1. Research Questions
The objective of this research is to compare travel time data obtained from Google API and from Uber Movement data. There have been studies utilizing Google Distance Matrix API (Wu 2017; Wang and Xu 2011; Seymour, James, and Miller 2007), Tom-Tom data (Owen and Levinson 2015), and to date few if any using the recently released Uber Movement data. These crowd sourced data provide considerably more temporal and areal coverage than conventional data collection efforts, but the quality of data, and the consistency between different sources can be difficult to verify. This research seeks to answer the questions:
- Are these crowd sourced data, and studies based on such data sources reliable?
- To what extent do the data sources matter?
2. Methods and Data
Google’s Distance Matrix API and Uber’s Movement data are both crowd sourced data that provide travel time estimates. Automobile travel time estimated by both sources incorporate traffic conditions that vary by time of the day. Google API allows customizing trip origin and destinations, travel time estimates are based on routes that minimize travel time. Google does not officially disclose methods used for predicting travel times; it is believed that crowd sourced GPS data from Google Maps users on Android and iPhones, road types and speed limits are used depending on local availability, algorithms constantly calibrate predicted travel time using observed data to fine-tune future travel time predictions. According to Uber (Uber 2018), their travel time data is based on actual trip data when Uber vehicles are carrying passengers. Uber’s Movement data are based on GPS time stamps and aggregated to Destination Zones (DZNs)(Uber 2018), which does not conform to the Australian Statistical Geography Standard (ASGS), but can be aligned to the Census Statistical Area Level 2 (SA2).

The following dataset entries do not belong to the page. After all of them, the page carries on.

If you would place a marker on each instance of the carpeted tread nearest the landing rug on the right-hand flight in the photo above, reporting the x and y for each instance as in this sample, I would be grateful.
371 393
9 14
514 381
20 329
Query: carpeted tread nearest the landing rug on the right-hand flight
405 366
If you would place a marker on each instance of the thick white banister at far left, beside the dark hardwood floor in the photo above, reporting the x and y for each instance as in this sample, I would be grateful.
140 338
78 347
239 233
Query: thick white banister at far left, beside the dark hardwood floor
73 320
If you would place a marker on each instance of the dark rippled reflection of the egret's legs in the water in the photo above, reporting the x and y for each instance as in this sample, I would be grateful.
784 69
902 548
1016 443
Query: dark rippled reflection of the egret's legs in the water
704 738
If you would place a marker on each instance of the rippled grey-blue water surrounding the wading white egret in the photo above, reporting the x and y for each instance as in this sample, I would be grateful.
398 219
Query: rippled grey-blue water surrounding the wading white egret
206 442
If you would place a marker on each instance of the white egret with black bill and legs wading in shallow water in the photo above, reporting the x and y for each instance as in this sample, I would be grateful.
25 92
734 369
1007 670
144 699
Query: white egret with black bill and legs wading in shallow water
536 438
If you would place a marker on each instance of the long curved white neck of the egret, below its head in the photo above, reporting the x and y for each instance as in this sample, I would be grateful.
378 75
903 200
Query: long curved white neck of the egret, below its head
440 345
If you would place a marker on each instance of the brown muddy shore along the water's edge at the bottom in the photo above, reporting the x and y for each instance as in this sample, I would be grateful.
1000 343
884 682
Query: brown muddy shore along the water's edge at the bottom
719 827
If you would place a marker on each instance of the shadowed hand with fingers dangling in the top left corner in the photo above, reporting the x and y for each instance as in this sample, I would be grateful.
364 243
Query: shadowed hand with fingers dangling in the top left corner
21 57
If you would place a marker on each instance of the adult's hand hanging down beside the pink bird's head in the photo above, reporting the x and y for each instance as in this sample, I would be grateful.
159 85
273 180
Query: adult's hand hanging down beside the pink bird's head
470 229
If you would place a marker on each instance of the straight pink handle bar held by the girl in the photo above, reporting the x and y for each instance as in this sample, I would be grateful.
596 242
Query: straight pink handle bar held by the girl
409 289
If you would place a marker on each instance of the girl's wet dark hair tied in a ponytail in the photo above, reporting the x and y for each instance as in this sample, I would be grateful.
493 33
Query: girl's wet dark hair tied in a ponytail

The study area covers all 312 SA2s within the Greater Sydney region. Google Maps API travel times are predictions for 8 am, on Wednesday, June 13, 2018; Uber movement data is based on 7-9 am throughout 2017, and include 3.6 million records. We use automobile travel time matrices between SA2 centroids (Greater Sydney area) to compare the two data sources. Centroids of SA2 are used as trip origins and destinations for the Google API.
The travel time matrix from Uber’s data average DZN level trips to obtain travel times between larger SA2 level travel times. It is possible that such practice would sway the actual trip centroids in the Uber data towards the direction of where more trips take place (i.e. activity centers).
Close locations have more trips between them, thus lowering the overall travel time compared to using geometrical centroids. Boundaries between destinations zones have changed between 2011 and 2016. In aggregating the Uber movement data to 2016 SA2s, such changes in DZN boundaries cannot be accounted for, thus minor errors within the Uber SA2 travel time matrix are expected. It is likely that trips between SA2 centroids overstate the actual inter-zonal distance (and thus time), as, following Tobler’s Law, near places are more likely to interact than far places.
We obtained a 312 by 312 SA2 level travel time matrix from the Google API data, includinginter-zonal trips. The Uber travel time matrix is limited by its sample size and includes 22,043 inter-zonal trips, or 22.72% that of the Google travel time matrix. Travel times that are available in both Google and Uber’s travel time matrix are used for comparison.
Travel time observations from Uber’s data are systematically lower than Google’s predictions. Average travel time ratio (Google/Uber) between the same set of locations is 1.262, and 99.6% of the ratios are distributed between “0” and “3”. Figure 1 shows the distribution the ratio, excluding outliers.
Figure 2 shows the distribution of travel time ratio. The distribution is generally bell curve-shaped, with a heavier tail towards higher travel time ratio.
We find the travel time predictions by Google systematically higher than the travel times recorded by Uber. It is possible that Uber drivers are more experienced than the general population in finding the most efficient route, and drive faster. Since Uber’s data collection only takes place when the vehicle is carrying passengers, Uber drivers have the incentive to complete the trip using the shortest possible time. Actual Uber trips are likely shorter than centroid-to-centroid, so aggregation upward may be biased. Biases in Google’s data collection, the inclusion of non-travel related time (such as picking up children, drive-through at a restaurant) may have contributed to the longer travel time predicted by Google. Methods used in aggregating trips from DZNs to the SA2 level may also reduce Uber Movement-based travel time estimation.
Differences in travel time predictions may also be attributable to the intent of data providers. Google’s travel time data is intended to provide guidance for travelers, which may contain some ‘buffer time’ to improve user satisfaction. On the other hand, Uber’s travel times are not speculative, but aggregated raw data.
Findings from this study suggest that travel time from Google and from Uber are generally similar, and studies based on such data are potentially valid in their own context. Comparison of results from different studies must first validate differences in their data sources.